Voilà mes principaux souvenirs de ce triomphe quoique, maintenant que j’y pense, il me revienne encore que lorsque Lucullus traversa le forum sur son char, il était suivi à cheval par Murena, qui avait laissé sa province aux bons soins de son frère et était enfin arrivé à Rome pour l’élection. Il fut ovationné par la multitude. Le candidat au consulat présentait l’image même du héros de guerre avec son pectoral rutilant et son superbe casque à plumet rouge, même s’il n’avait pas combattu depuis des années et s’était quelque peu alourdi en Gaule transalpine. Les deux hommes mirent pied à terre et gravirent les marches du Capitole, où César les attendait avec le collège des pontifes. Lucullus marchait devant, bien sûr, mais son légat n’était qu’à quelques pas derrière lui, et je mesurai alors tout le génie de Cicéron qui avait en réalité mis en place un immense rassemblement électoral en faveur de Murena. Chaque vétéran reçut un butin de neuf cent cinquante drachmes, ce qui correspondait à l’époque à environ quatre ans de paye — et faisait donc une belle somme —, puis la cité tout entière et les quartiers environnants eurent droit à un banquet de roi.

— Si Murena ne gagne pas après ça, me glissa Cicéron en partant pour le dîner officiel, c’est qu’il ne mérite pas de vivre.

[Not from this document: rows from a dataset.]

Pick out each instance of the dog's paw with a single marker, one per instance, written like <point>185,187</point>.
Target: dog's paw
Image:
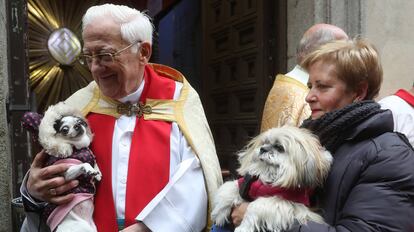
<point>89,170</point>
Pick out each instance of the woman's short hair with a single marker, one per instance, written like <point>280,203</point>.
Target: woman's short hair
<point>134,25</point>
<point>356,61</point>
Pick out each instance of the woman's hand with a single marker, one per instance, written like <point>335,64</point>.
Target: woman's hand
<point>137,227</point>
<point>238,212</point>
<point>47,183</point>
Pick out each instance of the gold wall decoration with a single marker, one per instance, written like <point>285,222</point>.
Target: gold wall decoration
<point>54,29</point>
<point>64,46</point>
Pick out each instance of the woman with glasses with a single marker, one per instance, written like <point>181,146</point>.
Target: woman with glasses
<point>151,138</point>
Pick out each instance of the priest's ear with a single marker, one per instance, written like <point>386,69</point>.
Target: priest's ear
<point>145,51</point>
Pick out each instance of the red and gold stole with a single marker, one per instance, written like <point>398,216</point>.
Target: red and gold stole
<point>149,159</point>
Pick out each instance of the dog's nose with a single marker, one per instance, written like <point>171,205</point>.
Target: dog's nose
<point>263,150</point>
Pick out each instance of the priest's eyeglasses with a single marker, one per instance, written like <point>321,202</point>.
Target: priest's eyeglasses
<point>105,58</point>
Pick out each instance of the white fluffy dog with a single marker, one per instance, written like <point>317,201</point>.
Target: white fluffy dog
<point>280,167</point>
<point>65,136</point>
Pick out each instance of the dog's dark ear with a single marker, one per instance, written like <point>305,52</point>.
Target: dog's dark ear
<point>82,122</point>
<point>57,125</point>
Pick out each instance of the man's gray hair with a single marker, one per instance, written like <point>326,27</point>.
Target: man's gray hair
<point>311,41</point>
<point>135,25</point>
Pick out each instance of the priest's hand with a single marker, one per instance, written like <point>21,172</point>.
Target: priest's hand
<point>238,212</point>
<point>137,227</point>
<point>47,183</point>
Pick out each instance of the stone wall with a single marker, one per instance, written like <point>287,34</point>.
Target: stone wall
<point>390,26</point>
<point>5,159</point>
<point>387,24</point>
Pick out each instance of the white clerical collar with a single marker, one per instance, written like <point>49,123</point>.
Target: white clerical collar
<point>299,74</point>
<point>134,97</point>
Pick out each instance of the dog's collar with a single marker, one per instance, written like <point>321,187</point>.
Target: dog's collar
<point>254,188</point>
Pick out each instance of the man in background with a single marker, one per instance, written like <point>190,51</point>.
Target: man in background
<point>401,105</point>
<point>285,103</point>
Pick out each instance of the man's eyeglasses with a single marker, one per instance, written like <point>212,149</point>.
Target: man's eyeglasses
<point>106,58</point>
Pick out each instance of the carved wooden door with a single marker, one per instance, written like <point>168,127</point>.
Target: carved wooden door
<point>240,58</point>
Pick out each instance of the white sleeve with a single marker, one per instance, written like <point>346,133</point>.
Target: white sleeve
<point>182,204</point>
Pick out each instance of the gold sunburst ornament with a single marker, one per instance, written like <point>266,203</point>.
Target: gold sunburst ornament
<point>53,46</point>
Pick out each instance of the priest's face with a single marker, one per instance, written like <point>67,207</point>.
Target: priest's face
<point>117,70</point>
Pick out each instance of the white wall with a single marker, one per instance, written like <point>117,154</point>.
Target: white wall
<point>389,24</point>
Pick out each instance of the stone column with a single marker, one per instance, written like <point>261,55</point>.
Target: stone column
<point>301,14</point>
<point>5,159</point>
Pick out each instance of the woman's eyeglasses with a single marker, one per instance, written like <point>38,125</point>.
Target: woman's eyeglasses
<point>106,58</point>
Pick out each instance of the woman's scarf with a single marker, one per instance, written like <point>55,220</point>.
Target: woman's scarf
<point>333,127</point>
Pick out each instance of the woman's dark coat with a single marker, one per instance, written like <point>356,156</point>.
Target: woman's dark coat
<point>371,183</point>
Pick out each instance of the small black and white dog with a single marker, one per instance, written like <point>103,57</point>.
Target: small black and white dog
<point>65,135</point>
<point>280,168</point>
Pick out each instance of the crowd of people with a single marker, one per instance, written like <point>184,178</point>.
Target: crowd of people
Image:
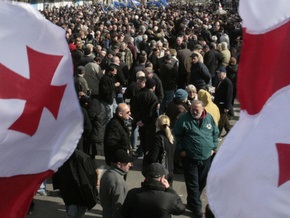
<point>172,69</point>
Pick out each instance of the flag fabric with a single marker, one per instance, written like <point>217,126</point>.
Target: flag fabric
<point>250,174</point>
<point>40,117</point>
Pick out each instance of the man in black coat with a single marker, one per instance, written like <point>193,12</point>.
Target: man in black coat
<point>117,134</point>
<point>107,91</point>
<point>199,76</point>
<point>155,199</point>
<point>210,61</point>
<point>183,55</point>
<point>144,111</point>
<point>168,74</point>
<point>223,99</point>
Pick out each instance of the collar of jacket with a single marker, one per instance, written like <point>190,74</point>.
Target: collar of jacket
<point>153,184</point>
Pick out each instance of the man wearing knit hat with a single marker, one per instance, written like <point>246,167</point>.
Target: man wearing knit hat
<point>113,188</point>
<point>144,111</point>
<point>155,198</point>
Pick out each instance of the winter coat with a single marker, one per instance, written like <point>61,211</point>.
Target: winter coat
<point>197,137</point>
<point>117,136</point>
<point>152,200</point>
<point>209,106</point>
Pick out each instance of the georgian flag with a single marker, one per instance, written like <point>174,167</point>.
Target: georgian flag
<point>250,174</point>
<point>40,118</point>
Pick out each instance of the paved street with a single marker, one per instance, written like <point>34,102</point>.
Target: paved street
<point>53,207</point>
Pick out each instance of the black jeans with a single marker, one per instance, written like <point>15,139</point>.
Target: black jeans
<point>195,175</point>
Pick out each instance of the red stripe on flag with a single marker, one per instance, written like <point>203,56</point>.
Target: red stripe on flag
<point>264,67</point>
<point>17,193</point>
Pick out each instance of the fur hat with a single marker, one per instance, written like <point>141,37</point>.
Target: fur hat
<point>181,94</point>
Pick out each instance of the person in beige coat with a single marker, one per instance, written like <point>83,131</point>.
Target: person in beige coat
<point>209,106</point>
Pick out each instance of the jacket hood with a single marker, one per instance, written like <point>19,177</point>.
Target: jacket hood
<point>204,96</point>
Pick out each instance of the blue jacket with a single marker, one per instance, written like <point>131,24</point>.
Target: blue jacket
<point>197,137</point>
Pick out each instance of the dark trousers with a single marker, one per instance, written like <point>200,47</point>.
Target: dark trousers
<point>224,122</point>
<point>195,175</point>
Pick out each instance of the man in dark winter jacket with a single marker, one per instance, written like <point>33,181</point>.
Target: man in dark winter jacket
<point>144,111</point>
<point>155,199</point>
<point>117,134</point>
<point>199,76</point>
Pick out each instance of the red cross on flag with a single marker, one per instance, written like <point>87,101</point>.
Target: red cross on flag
<point>250,175</point>
<point>40,118</point>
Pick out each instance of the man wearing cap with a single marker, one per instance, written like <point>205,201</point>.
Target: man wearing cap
<point>223,99</point>
<point>168,75</point>
<point>197,138</point>
<point>155,198</point>
<point>113,188</point>
<point>117,134</point>
<point>144,111</point>
<point>199,75</point>
<point>197,50</point>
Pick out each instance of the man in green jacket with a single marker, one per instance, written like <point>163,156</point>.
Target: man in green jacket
<point>197,139</point>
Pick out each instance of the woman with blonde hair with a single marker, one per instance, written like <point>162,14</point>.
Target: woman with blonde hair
<point>162,151</point>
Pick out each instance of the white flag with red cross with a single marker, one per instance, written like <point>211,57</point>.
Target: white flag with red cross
<point>250,175</point>
<point>40,118</point>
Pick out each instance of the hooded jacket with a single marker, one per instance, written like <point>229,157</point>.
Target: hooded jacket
<point>209,106</point>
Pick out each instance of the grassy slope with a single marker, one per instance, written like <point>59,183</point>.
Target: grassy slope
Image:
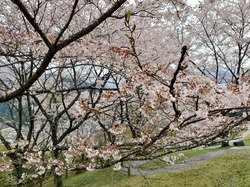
<point>228,170</point>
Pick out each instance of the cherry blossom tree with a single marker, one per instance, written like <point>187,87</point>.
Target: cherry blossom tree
<point>222,30</point>
<point>122,71</point>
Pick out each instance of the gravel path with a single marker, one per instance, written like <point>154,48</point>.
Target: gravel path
<point>134,165</point>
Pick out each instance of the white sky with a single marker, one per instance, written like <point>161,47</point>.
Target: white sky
<point>192,2</point>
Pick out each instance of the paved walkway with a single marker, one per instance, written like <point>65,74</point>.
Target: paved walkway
<point>134,165</point>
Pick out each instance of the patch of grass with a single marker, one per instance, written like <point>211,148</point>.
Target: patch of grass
<point>159,163</point>
<point>246,140</point>
<point>227,170</point>
<point>96,178</point>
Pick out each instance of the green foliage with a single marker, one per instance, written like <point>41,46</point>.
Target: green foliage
<point>228,170</point>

Le lendemain, le sénat vota la proposition de Servius et de Caton puis Cicéron rentra chez lui. Terentia l’attendait, pâle et tremblante, mais sa voix était ferme. Elle venait, dit-elle, de rentrer du temple de la Bonne Déesse. Elle avait une nouvelle affreuse à lui annoncer, et Cicéron devait se préparer à un choc. Son amie, la noble dame qui était venue l’avertir du complot qui le menaçait, avait été découverte morte ce matin dans la rue, devant chez elle. Elle avait eu l’arrière du crâne fracassé par un coup de marteau et la gorge tranchée.


Aussitôt le choc passé, Cicéron fit venir Quintus et Atticus. Ils arrivèrent sur-le-champ et apprirent, consternés, la nouvelle. Leur premier souci fut la sécurité du consul. Il fut décidé que deux hommes passeraient la nuit dans la maison et patrouilleraient dans les pièces du rez-de-chaussée. D’autres escorteraient le consul en public pendant la journée. Il changerait d’itinéraire à l’allée et au retour. On ferait l’acquisition d’un chien féroce pour garder la porte.

— Et pendant combien de temps devrai-je vivre comme un prisonnier ? se plaignit-il. Jusqu’à la fin de mes jours ?

— Non, répondit Terentia, faisant une fois encore la preuve d’une rare capacité à comprendre les situations, jusqu’à la fin des jours de Catilina, parce que tant qu’il sera à Rome, tu ne seras plus en sécurité.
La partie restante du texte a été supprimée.